Een tijd geleden heb ik hier al eens iets geschreven over de vraag of de enorme omvang en leegte van het universum een argument tegen theïsme en voor atheïsme oplevert. Als er een God bestaat die zich (vooral) bekommert om mensen, zou je toch niet verwachten dat hij mensen in een minuscuul uithoekje in zo’n onvoorstelbaar groot universum stopt en dat ze bovendien pas na miljarden jaren op het toneel verschijnen.
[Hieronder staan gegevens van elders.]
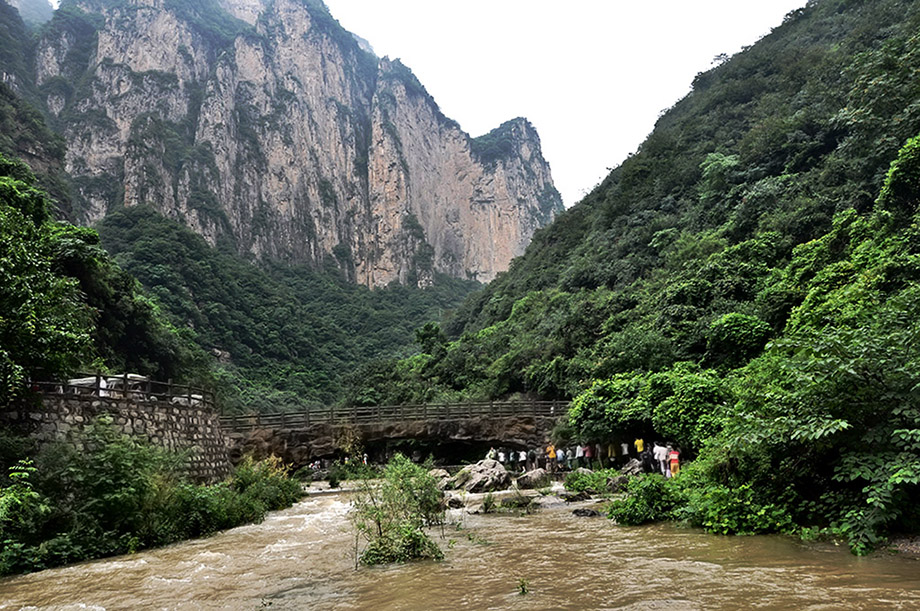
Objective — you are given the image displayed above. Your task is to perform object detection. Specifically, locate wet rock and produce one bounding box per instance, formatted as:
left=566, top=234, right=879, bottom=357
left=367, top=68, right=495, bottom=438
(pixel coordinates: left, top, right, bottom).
left=516, top=469, right=550, bottom=490
left=448, top=458, right=511, bottom=493
left=447, top=494, right=464, bottom=509
left=607, top=475, right=629, bottom=494
left=620, top=458, right=643, bottom=475
left=559, top=490, right=591, bottom=503
left=428, top=469, right=450, bottom=490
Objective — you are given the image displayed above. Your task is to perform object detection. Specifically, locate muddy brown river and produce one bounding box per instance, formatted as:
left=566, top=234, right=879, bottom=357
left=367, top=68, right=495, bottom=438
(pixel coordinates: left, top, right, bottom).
left=0, top=495, right=920, bottom=611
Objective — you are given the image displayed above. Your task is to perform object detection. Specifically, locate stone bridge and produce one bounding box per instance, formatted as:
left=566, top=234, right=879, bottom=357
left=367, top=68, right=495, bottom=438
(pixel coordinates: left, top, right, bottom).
left=220, top=401, right=569, bottom=466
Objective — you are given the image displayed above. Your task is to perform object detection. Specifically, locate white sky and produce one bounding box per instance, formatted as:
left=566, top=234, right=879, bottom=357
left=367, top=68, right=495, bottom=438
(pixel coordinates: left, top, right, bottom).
left=326, top=0, right=806, bottom=206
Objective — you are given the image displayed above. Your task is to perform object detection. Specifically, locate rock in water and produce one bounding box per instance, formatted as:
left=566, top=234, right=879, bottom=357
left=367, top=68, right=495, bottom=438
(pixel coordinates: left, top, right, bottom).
left=516, top=469, right=550, bottom=490
left=620, top=458, right=642, bottom=475
left=448, top=458, right=511, bottom=492
left=447, top=494, right=463, bottom=509
left=428, top=469, right=450, bottom=490
left=559, top=490, right=591, bottom=503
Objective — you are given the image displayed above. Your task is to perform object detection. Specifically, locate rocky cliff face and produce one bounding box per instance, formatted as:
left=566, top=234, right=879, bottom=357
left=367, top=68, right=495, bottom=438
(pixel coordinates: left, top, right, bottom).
left=36, top=0, right=561, bottom=286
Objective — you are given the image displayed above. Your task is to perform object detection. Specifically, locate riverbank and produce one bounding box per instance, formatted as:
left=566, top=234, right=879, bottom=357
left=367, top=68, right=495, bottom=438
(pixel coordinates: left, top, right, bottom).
left=0, top=486, right=920, bottom=611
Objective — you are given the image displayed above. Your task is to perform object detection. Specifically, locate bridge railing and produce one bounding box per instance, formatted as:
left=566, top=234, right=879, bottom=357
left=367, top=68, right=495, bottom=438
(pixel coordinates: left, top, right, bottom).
left=32, top=373, right=216, bottom=410
left=220, top=401, right=569, bottom=432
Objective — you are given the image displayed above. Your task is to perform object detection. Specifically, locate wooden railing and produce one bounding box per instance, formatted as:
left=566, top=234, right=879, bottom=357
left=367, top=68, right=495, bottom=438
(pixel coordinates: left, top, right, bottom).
left=32, top=373, right=216, bottom=410
left=220, top=401, right=569, bottom=432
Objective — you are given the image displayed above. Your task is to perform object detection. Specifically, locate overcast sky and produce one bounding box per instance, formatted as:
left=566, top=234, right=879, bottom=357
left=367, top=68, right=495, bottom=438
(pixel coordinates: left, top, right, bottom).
left=326, top=0, right=806, bottom=206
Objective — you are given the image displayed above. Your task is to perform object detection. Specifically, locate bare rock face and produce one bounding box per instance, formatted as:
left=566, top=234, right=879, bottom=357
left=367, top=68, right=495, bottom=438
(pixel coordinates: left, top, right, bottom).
left=35, top=0, right=562, bottom=286
left=450, top=458, right=511, bottom=493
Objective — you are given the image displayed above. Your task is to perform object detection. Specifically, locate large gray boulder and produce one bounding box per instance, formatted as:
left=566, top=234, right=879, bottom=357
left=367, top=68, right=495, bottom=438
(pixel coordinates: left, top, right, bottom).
left=448, top=458, right=511, bottom=493
left=515, top=469, right=550, bottom=490
left=620, top=458, right=642, bottom=475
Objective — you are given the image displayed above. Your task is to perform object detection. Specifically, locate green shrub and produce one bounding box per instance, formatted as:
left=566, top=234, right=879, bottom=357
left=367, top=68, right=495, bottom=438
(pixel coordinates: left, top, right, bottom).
left=351, top=454, right=445, bottom=564
left=564, top=469, right=620, bottom=494
left=679, top=483, right=793, bottom=535
left=607, top=473, right=683, bottom=526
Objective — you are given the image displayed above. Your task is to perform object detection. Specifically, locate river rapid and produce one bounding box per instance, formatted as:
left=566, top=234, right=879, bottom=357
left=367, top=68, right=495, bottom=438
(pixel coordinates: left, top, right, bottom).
left=0, top=493, right=920, bottom=611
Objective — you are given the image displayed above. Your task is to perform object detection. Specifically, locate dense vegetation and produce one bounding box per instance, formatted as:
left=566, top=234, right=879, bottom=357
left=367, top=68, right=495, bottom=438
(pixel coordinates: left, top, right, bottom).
left=99, top=207, right=477, bottom=412
left=0, top=155, right=209, bottom=404
left=0, top=420, right=302, bottom=575
left=353, top=0, right=920, bottom=552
Zoals dat wel vaker gaat, was ik niet de eerste of de enige die hierover na had zitten denken. Blaise Pascal was al onder de indruk van hoe onbetekenend mensen lijken te zijn op de schaal van het universum: ‘Want wat is de mens tenslotte in de natuur? Een niets vergeleken met het oneindige, een Al in vergelijking met het niet, een midden tussen niets en alles, oneindig verre ervan de uitersten te bevatten.’

 

Menselijke emoties

Aan het begin van zijn boek over het probleem van het lijden, noemt C.S. Lewis de schaalgrootte en leegte van het universum – uiteraard naast het lijden in de wereld – als een van de sterkste redenen die hij zag om atheïst te zijn.
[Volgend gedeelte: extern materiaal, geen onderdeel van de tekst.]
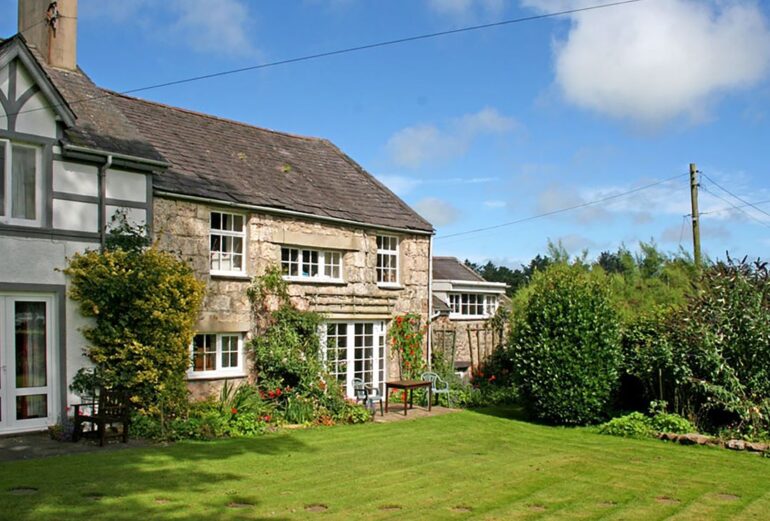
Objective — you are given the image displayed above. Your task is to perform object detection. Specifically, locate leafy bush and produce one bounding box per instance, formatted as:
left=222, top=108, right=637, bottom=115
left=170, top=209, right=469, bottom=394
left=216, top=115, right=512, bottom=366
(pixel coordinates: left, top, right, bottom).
left=599, top=412, right=655, bottom=438
left=509, top=263, right=620, bottom=424
left=388, top=313, right=425, bottom=380
left=64, top=242, right=204, bottom=412
left=623, top=259, right=770, bottom=437
left=599, top=402, right=697, bottom=438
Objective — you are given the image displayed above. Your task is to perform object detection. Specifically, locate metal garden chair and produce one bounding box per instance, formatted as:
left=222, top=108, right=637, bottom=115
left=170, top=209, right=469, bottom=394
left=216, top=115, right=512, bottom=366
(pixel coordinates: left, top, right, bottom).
left=353, top=378, right=385, bottom=416
left=420, top=372, right=452, bottom=407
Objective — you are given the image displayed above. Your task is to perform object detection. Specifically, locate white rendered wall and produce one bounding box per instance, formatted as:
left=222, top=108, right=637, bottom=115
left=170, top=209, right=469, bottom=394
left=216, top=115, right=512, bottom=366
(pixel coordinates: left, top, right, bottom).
left=107, top=168, right=147, bottom=203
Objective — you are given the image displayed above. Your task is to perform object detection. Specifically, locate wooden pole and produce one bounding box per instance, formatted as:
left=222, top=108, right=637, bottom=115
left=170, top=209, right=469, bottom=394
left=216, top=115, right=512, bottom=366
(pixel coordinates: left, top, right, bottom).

Hoewel Lewis in Het probleem van het lijden verder niet over deze kwestie schrijft, ontdekte ik een ander essay – ‘Dogma and the universe’ – waarin hij er wel expliciet op ingaat. Hij komt met een verrassend idee. Hij suggereert namelijk dat mensen die denken dat de schaal van het universum tegen het bestaan van God pleit, zich laten meevoeren door al te menselijke emoties.

 

Intuïtief absurd

Het hele argument, schrijft Lewis, berust op de aanname dat verschillen in omvang, aantal of duur samengaan met verschillen in waarde. Zonder die aanname is er geen reden om te zeggen dat de kleine mensheid op haar bescheiden planeetje niet het allerbelangrijkste in het universum zou kunnen zijn. Maar deze aanname is puur emotioneel; er is geen rationele basis voor.
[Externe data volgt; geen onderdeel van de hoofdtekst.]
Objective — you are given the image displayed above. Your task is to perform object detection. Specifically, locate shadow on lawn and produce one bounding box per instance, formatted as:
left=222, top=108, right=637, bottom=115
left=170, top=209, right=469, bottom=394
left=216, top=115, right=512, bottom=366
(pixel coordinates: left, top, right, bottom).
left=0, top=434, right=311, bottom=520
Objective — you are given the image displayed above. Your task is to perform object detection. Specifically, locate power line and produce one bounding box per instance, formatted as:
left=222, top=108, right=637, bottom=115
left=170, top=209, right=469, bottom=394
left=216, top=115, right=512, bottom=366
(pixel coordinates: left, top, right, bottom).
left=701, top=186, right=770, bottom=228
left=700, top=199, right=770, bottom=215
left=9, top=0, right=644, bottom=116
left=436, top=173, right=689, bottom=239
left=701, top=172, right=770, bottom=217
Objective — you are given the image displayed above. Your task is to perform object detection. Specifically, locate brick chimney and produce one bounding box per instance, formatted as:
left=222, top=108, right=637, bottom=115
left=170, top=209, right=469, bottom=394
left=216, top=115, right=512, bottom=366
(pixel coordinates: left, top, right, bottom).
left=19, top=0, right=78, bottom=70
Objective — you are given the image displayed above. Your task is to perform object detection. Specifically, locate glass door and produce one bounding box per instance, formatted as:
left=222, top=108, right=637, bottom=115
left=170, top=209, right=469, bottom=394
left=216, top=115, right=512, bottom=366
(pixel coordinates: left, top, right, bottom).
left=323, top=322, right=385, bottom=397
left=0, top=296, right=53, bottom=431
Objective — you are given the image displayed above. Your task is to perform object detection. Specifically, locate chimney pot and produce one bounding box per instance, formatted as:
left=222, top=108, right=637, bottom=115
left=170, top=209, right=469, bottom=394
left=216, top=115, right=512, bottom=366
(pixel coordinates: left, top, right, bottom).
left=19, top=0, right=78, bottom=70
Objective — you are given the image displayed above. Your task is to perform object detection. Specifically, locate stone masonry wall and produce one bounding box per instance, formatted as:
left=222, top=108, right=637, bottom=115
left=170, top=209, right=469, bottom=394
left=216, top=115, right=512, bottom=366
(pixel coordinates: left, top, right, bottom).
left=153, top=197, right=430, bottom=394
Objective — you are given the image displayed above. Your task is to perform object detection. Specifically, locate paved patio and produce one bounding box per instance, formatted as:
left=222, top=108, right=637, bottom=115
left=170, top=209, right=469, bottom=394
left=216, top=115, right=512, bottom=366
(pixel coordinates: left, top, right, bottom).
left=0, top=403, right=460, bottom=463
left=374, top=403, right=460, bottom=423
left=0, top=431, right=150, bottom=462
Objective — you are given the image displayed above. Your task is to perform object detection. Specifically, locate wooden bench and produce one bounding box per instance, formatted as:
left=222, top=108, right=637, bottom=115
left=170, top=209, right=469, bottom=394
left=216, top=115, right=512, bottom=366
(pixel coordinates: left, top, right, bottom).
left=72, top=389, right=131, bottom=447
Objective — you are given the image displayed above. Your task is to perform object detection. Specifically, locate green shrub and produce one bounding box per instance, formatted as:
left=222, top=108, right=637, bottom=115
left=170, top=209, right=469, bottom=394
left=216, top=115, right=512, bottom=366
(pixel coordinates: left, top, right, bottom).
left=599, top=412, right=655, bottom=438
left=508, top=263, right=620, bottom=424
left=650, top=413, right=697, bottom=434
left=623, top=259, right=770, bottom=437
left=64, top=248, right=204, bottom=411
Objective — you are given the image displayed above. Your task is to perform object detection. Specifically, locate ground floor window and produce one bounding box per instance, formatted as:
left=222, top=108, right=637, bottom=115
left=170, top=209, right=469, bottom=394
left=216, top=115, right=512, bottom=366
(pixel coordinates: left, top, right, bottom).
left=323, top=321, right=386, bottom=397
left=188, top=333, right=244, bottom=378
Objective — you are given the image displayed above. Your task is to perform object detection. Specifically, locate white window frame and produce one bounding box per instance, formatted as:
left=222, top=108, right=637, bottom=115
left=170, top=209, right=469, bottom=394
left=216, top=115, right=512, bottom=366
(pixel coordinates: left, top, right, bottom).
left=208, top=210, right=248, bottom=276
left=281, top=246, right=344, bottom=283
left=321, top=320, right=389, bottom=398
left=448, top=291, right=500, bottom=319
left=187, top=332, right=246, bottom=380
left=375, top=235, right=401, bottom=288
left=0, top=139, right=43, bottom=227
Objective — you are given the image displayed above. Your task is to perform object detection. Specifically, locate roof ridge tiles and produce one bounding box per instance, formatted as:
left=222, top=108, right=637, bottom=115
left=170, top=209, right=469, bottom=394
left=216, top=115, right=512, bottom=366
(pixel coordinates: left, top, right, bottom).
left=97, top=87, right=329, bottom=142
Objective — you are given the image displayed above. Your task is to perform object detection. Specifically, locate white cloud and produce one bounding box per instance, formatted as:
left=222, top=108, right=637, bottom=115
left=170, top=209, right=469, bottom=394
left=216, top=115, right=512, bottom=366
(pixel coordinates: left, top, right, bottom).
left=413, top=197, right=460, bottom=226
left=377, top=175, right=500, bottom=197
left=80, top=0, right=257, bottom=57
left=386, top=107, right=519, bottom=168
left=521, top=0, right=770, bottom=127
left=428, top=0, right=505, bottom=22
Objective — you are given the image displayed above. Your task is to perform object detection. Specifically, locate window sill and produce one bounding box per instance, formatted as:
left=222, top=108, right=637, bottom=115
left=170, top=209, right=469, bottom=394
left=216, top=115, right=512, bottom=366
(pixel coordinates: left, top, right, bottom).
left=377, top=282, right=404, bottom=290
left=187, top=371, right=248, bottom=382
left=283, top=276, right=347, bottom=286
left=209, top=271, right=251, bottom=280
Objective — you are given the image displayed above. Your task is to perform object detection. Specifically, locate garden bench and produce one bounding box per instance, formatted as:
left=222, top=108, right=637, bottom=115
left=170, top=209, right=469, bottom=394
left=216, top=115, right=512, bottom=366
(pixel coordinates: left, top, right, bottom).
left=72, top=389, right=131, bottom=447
Dat zie je als je doordenkt over een paar voorbeelden. Het lijkt intuïtief inderdaad absurd om te denken dat één mens belangrijker zou kunnen zijn voor God dan een compleet sterrenstelsel – zo’n stelsel is immers bijna oneindig veel groter. Maar in andere gevallen gaat dit niet op. Het is niet vreemd om te denken dat één mens belangrijker is dan een verzameling moleculen, hoewel er toch bijna oneindig veel meer moleculen dan mensen zijn. En als we kleinere verschillen bekijken, is er al helemaal geen verband meer te ontdekken tussen omvang en waarde. Ik ben niet meer waard dan mijn vrouw omdat ik bijna twee meter lang ben en zij nog geen 1 meter 70 is.

 

Een rationele geest

Wat hier aan de hand is, stelt Lewis voor, is dat onze dichterlijke natuur ontwaakt wanneer we oog in oog staan met enorme verschillen in omvang, aantal of duur. We zien daardoor niet meer slechts een groot kwantitatief verschil, maar een kwalitatief verschil. We ervaren zoiets onvoorstelbaar groots als het universum als bewonderenswaardig, ontzagwekkend, subliem. Een zuiver rationele geest, zonder emoties en verbeelding – Mr. Spock uit Star Trek, voor de liefhebbers – zou deze ervaringen echter nooit hebben. Mensen kijken met verwondering naar de sterrenhemel, apen niet. Je zou daarom zelfs kunnen zeggen dat het universum zijn grootsheid aan ons dankt!

 

Slotsom

Er is dus geen basis om uit de bescheiden schaal van de mensheid in het universum af te leiden dat ze er niet toe doet. Wie dat wel doet, heeft het domein van de rationele argumenten verlaten en geeft zich over aan dichterlijke verbeelding.